Self-Management Strategies:
Medication Adherence:
- Take medications exactly as prescribed
- Understand proper administration (especially bisphosphonates)
- Don’t stop treatment without medical consultation
- Report side effects promptly
Exercise Programs:
- Work with physiotherapist to design safe program
- Focus on weight-bearing and resistance exercises
- Include balance training to prevent falls
- Avoid high-impact activities if fracture risk high
Dietary Planning:
- Ensure adequate calcium and vitamin D intake
- Maintain healthy body weight
- Limit alcohol consumption
- Consider dietitian consultation
Psychological Support:
Coping with Diagnosis:
- Education about condition reduces anxiety
- Connect with support groups
- Maintain social activities and relationships
- Focus on prevention rather than fear
Depression and Anxiety:
- Common after osteoporosis diagnosis
- Professional counselling may help
- Antidepressants safe with osteoporosis medications
- Regular exercise improves mood
Support Resources:
Patient Organisations:
- Royal Osteoporosis Society: 0808 800 0035
- National Osteoporosis Society: Information and support
- Local support groups: Peer support and practical advice
- Online communities: Forums and educational resources
Healthcare Team:
- GP: Ongoing care and monitoring
- Bone specialist: Endocrinologist or rheumatologist
- Physiotherapist: Exercise prescription and fall prevention
- Dietitian: Nutritional assessment and advice
Special Populations
Certain groups require specific considerations for osteoporosis prevention and treatment:
Men with Osteoporosis:
Underdiagnosis:
- Often overlooked in clinical practice
- Later onset than women
- Different risk factor profile
- Same diagnostic criteria and treatments
Causes:
- Testosterone deficiency
- Alcohol abuse
- Corticosteroid use
- Secondary causes more common
Premenopausal Women:
Causes:
- Eating disorders and amenorrhoea
- Chronic diseases
- Medication-induced
- Idiopathic osteoporosis
Treatment Considerations:
- Bisphosphonates generally avoided
- Focus on lifestyle interventions
- Address underlying causes
- Specialist referral recommended
Older Adults:
Multiple Comorbidities:
- Increased fracture risk
- Multiple medications
- Fall risk management crucial
- Quality of life considerations
Treatment Goals:
- Balance benefits and risks
- Consider life expectancy
- Maintain independence
- Prevent hip fractures
Future Developments
Osteoporosis research continues advancing with new treatments and diagnostic approaches:
Emerging Treatments:
- Romosozumab: Anabolic agent building bone while reducing resorption
- Cathepsin K inhibitors: New approach to reducing bone breakdown
- Combination therapies: Multiple mechanisms for severe cases
- Personalised medicine: Genetic testing to guide treatment selection
Research Areas:
- Biomarkers for fracture risk prediction
- Novel drug targets
- Improved methods for assessing bone quality
- Prevention strategies for high-risk populations
Conclusion
Osteoporosis represents a significant but largely preventable public health challenge. Through understanding risk factors, implementing lifelong bone health strategies, and accessing appropriate screening and treatment when needed, fractures and their consequences can often be prevented.

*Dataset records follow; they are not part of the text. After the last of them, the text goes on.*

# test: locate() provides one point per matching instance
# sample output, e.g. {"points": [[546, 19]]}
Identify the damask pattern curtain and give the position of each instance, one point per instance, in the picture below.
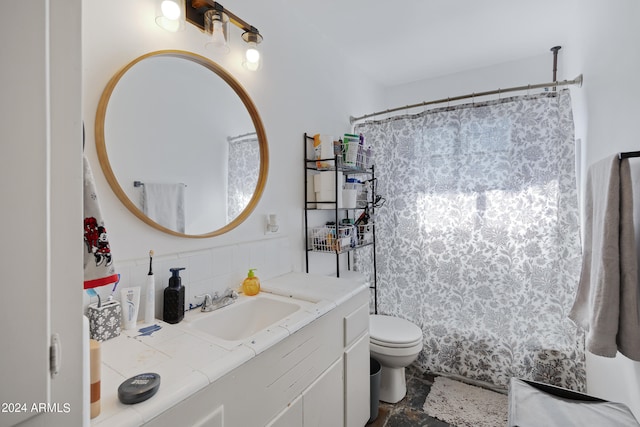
{"points": [[244, 157], [478, 242]]}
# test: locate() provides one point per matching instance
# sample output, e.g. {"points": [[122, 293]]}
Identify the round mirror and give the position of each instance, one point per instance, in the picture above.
{"points": [[181, 144]]}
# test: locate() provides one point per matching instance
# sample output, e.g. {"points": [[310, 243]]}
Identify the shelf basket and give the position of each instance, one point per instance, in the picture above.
{"points": [[324, 239]]}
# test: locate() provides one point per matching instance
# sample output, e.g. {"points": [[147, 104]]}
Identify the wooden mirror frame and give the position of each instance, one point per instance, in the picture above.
{"points": [[246, 100]]}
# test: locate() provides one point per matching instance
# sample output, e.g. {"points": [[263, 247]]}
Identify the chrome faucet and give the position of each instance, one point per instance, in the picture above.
{"points": [[215, 302]]}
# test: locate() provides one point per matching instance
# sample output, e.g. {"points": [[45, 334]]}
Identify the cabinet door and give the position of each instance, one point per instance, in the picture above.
{"points": [[356, 383], [323, 401], [290, 417]]}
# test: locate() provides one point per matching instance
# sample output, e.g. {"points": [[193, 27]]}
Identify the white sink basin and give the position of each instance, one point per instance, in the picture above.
{"points": [[245, 317]]}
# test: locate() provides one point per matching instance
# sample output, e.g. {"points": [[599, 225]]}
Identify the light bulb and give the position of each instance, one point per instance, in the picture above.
{"points": [[252, 57]]}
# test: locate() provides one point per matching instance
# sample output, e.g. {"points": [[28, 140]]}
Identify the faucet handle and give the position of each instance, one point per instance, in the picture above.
{"points": [[207, 300], [231, 293]]}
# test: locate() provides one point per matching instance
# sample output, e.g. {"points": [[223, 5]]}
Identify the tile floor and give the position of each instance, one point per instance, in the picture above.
{"points": [[408, 412]]}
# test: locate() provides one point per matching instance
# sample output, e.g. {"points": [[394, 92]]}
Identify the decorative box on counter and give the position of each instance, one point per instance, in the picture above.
{"points": [[104, 320]]}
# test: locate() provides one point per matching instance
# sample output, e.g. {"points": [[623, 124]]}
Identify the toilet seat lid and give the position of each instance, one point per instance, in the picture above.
{"points": [[393, 330]]}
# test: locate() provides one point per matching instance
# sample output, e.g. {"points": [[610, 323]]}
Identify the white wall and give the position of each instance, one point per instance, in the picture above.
{"points": [[601, 43], [608, 55], [303, 86]]}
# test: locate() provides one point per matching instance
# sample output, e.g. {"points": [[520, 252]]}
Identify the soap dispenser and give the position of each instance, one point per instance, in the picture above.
{"points": [[173, 311], [251, 285]]}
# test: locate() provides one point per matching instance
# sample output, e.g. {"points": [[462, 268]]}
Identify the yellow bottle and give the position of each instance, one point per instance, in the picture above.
{"points": [[251, 285]]}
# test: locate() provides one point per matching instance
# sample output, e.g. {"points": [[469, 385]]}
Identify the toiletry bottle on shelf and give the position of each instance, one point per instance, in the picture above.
{"points": [[251, 285], [173, 311], [150, 294]]}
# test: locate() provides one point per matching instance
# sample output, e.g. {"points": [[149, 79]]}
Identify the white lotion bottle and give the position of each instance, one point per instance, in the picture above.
{"points": [[150, 294]]}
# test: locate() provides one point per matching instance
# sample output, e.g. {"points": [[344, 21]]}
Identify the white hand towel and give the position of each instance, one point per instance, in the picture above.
{"points": [[98, 262], [164, 204]]}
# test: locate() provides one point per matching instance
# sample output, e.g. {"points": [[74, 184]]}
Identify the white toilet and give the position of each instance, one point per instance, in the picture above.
{"points": [[395, 343]]}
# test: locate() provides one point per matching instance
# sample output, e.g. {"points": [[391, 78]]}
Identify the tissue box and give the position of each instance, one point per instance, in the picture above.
{"points": [[104, 321], [324, 149]]}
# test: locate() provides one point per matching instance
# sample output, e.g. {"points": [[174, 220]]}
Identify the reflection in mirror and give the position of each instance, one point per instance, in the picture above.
{"points": [[186, 132], [243, 156]]}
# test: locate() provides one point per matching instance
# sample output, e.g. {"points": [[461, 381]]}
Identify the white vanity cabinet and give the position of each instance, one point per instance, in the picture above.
{"points": [[305, 380]]}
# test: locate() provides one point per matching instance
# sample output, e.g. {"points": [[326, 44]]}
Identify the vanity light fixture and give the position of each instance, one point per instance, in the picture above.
{"points": [[252, 54], [170, 14], [213, 19], [217, 25]]}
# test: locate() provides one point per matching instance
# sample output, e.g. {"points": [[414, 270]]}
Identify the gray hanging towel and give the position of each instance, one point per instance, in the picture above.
{"points": [[606, 304], [98, 262]]}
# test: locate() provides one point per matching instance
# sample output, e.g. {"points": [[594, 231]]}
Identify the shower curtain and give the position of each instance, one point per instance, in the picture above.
{"points": [[478, 242]]}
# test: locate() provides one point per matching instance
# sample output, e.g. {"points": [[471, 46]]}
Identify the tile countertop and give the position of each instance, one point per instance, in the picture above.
{"points": [[188, 360]]}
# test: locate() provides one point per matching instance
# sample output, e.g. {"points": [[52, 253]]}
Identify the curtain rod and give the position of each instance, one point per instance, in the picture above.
{"points": [[576, 81]]}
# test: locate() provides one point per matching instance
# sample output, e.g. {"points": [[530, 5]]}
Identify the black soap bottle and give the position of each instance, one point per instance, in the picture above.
{"points": [[173, 311]]}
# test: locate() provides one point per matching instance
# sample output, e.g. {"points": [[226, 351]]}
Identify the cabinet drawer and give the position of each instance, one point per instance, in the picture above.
{"points": [[355, 324]]}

The key to successful osteoporosis management lies in early intervention, combining evidence-based medical treatments with lifestyle modifications including adequate nutrition, regular exercise, and fall prevention strategies. Resources from organisations like the Royal Osteoporosis Society and the NHS provide valuable information and support.
Remember that osteoporosis is not an inevitable consequence of ageing, and with appropriate prevention and treatment, most people can maintain strong bones and avoid fractures throughout their lives. Building bone health early and maintaining it throughout life is one of the best investments in long-term independence and quality of life.